Sudan krizinin her iki tarafı, ilgili destekçileri, gazeteciler, ilgili taraflar, sıradan insanlar, kurumlar ve hükümetler, bu kriz ve detayları hakkında ‘tonlarca bilgi’ yayınladılar. Ancak hiç kimse sahada neler olup bittiğine dair doğru bir açıklama elde edemedi.
Önceki üç krizde yaşananların aksine, bu yılın başlarında Suriye ve Türkiye'yi vuran depremle ilgili dördüncü kriz, medyanın büyük kriz ve olaylara eşlik eden performansına olan güveni yeniden tesis etmek için iyi bir fırsattı. Bu krizde habercilikle ilgili gazetecilik sistemleri, uygun miktarda profesyonel ve etik standartları karşılamada büyük ölçüde başarılı oldu.

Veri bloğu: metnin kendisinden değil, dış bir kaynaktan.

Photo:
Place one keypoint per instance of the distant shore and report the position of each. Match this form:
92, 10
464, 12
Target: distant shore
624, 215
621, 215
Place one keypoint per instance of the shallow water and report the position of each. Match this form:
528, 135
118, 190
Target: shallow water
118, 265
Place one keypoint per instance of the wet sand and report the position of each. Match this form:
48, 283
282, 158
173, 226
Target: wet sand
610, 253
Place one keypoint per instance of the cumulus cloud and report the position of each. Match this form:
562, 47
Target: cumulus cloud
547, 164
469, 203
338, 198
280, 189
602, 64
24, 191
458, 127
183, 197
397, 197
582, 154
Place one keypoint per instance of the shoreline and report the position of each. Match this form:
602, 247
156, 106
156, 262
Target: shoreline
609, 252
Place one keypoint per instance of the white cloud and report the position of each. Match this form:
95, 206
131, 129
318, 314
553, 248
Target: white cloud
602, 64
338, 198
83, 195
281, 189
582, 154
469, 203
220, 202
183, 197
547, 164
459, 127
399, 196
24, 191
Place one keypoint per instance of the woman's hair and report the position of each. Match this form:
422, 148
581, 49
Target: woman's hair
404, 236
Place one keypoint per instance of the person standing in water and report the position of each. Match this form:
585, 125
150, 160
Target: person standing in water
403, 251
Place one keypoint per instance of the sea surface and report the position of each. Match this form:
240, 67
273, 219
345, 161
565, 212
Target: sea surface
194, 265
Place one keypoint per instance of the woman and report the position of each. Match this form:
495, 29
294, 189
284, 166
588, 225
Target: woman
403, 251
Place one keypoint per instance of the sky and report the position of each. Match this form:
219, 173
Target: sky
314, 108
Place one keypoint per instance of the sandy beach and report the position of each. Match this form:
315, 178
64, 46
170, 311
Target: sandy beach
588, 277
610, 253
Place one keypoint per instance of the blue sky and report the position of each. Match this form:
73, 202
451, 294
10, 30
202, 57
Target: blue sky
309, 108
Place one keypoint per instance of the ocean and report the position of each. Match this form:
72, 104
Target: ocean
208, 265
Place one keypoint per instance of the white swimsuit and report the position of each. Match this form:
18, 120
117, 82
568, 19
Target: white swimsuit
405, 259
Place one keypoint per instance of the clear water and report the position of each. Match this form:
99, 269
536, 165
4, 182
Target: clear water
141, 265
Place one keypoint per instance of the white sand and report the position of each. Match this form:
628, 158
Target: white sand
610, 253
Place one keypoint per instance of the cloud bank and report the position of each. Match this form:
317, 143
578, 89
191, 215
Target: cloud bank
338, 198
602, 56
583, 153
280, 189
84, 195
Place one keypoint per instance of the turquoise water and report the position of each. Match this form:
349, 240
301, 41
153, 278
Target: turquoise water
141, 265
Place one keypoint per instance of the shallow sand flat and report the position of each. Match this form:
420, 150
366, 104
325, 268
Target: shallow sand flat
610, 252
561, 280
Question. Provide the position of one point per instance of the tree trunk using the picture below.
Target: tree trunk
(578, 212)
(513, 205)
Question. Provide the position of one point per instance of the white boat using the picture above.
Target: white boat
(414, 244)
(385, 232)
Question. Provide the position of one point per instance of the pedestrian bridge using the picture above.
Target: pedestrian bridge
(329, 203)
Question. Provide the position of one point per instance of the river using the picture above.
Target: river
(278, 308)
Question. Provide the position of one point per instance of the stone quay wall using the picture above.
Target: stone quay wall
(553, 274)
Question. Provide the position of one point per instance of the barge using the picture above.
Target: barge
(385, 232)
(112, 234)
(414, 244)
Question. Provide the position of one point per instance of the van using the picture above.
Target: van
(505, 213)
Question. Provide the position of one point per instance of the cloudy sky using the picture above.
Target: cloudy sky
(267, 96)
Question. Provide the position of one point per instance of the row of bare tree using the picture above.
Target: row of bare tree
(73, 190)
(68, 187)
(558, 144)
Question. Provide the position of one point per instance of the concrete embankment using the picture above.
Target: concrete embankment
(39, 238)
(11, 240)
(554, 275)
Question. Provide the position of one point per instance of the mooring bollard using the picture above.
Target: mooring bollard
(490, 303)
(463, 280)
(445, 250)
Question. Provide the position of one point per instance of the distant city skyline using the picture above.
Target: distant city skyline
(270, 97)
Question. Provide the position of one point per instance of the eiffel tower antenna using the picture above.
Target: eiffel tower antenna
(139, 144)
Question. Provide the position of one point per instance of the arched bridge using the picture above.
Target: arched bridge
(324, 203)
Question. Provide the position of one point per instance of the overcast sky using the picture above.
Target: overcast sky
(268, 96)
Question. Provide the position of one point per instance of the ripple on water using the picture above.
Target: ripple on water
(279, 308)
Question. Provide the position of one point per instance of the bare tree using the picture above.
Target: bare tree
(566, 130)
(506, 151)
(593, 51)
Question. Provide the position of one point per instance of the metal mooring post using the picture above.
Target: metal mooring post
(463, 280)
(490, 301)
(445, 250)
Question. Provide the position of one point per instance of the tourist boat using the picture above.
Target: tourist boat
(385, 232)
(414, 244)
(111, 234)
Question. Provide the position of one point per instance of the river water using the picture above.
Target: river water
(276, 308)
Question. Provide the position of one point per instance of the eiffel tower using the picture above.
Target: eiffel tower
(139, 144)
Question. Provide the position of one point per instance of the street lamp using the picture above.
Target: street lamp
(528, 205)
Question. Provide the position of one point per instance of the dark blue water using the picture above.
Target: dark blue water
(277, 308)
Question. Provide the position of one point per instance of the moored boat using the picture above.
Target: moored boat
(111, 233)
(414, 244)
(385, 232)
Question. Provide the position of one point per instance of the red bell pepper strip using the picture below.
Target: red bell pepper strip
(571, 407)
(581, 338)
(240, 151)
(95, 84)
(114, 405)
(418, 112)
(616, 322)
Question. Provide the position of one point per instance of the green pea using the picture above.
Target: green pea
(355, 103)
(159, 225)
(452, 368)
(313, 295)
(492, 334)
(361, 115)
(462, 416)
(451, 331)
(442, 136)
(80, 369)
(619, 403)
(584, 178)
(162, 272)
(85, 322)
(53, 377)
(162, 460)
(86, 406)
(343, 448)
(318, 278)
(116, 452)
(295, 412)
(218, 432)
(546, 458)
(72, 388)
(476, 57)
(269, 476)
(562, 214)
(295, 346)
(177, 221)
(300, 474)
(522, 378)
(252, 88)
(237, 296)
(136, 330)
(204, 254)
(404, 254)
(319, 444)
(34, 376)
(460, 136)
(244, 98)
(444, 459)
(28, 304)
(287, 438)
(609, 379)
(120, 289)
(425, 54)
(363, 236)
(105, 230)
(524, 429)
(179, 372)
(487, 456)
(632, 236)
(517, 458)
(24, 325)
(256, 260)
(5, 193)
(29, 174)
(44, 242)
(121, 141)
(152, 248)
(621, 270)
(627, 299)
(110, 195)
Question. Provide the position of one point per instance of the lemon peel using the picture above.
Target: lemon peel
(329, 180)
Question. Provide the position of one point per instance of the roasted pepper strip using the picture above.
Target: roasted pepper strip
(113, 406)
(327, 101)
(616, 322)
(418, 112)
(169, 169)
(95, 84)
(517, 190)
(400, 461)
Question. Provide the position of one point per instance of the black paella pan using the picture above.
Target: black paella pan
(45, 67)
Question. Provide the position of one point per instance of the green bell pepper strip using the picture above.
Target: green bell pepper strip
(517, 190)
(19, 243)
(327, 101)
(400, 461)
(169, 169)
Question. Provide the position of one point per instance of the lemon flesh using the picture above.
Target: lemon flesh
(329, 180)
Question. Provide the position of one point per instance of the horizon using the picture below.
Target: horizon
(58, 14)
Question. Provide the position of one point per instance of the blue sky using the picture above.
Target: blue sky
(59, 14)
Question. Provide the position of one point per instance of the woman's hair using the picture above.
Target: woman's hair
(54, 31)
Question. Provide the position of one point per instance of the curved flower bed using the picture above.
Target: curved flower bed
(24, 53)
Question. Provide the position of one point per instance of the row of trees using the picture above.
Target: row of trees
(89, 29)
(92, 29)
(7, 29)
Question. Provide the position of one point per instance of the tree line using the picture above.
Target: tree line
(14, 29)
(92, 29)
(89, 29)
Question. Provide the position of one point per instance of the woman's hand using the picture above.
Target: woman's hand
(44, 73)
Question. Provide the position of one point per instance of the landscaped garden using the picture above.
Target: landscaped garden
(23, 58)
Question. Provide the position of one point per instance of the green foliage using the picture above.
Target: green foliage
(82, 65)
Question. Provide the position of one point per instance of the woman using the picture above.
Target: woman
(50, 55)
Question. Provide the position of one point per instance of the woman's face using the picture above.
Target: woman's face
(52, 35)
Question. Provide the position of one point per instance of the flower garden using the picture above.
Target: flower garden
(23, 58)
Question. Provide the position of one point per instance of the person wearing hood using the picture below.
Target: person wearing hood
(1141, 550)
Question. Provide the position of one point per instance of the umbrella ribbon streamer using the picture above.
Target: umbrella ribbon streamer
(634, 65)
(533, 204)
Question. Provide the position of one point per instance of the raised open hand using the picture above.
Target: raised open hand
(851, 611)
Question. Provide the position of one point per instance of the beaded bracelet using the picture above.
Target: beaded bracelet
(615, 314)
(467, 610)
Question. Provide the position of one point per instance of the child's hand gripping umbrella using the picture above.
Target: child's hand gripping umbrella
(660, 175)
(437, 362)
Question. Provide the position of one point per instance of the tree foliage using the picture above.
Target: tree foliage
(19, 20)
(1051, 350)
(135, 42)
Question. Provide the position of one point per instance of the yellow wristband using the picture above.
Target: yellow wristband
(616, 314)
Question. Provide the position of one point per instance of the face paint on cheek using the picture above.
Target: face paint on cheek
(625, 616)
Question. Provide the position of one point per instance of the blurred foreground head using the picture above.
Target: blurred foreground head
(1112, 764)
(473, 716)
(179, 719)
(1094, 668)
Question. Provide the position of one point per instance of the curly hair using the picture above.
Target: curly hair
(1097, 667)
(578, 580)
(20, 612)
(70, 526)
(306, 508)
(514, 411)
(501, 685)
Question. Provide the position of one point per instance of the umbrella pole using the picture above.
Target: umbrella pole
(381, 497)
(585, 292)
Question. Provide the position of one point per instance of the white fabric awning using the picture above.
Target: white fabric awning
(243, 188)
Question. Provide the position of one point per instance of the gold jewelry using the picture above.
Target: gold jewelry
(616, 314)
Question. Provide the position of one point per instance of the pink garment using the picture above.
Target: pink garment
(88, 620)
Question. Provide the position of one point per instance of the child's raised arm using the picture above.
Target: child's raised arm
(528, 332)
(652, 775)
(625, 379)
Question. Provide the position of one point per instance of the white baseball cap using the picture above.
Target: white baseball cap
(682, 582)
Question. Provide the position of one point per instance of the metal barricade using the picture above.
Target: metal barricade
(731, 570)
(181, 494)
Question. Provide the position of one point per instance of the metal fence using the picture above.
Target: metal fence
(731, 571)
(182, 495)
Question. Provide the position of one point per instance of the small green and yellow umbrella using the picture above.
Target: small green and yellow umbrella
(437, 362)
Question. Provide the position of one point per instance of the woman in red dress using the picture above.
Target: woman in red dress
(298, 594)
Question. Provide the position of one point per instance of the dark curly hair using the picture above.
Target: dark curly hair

Haberleşmeyi engelleyen baskılar ve kısıtlamalar da net bir şekilde geriledi. Başarılı habercilik, halkın felaketle ilgili bilgisini artırdı ve profesyonel olmayan müdahalelerden belirli bir ölçüde bağımsız olan bir kamuoyunu netleştirdi.
Kovid-19’u kapsayan ‘bilgi salgını’, Rusya-Ukrayna savaşı yaklaşımında ‘açığa çıkma ve dönüş’, Sudan krizine paralel ‘tutarsızlık ve karanlık’ ve diğer yanda Doğu Akdeniz deprem krizinin görece sorumlu bir şekilde haberleştirilmesi arasındaki şifreyi aradığımız zaman şu iki kelime karşımıza çıkacaktır: Çıkar çatışması.
İlk üç krizin taraflarının, onların destekçilerinin ve bunlara bağlı medya kurumlarının ve mekanizmalarının çatışan çıkarları nedeniyle, medya kapsamının nüfuz edilebilirliği arttı. Basın özgürlüğü, ilke ve etikleri açıkça etkilenirken deprem krizi, insani doğası gereği çıkar çatışmalarının gereklerine daha az uygundu. Bu durum, halen bir dereceye kadar kırılganlıktan mustarip olan uluslararası medya sistemini ortaya koyuyor.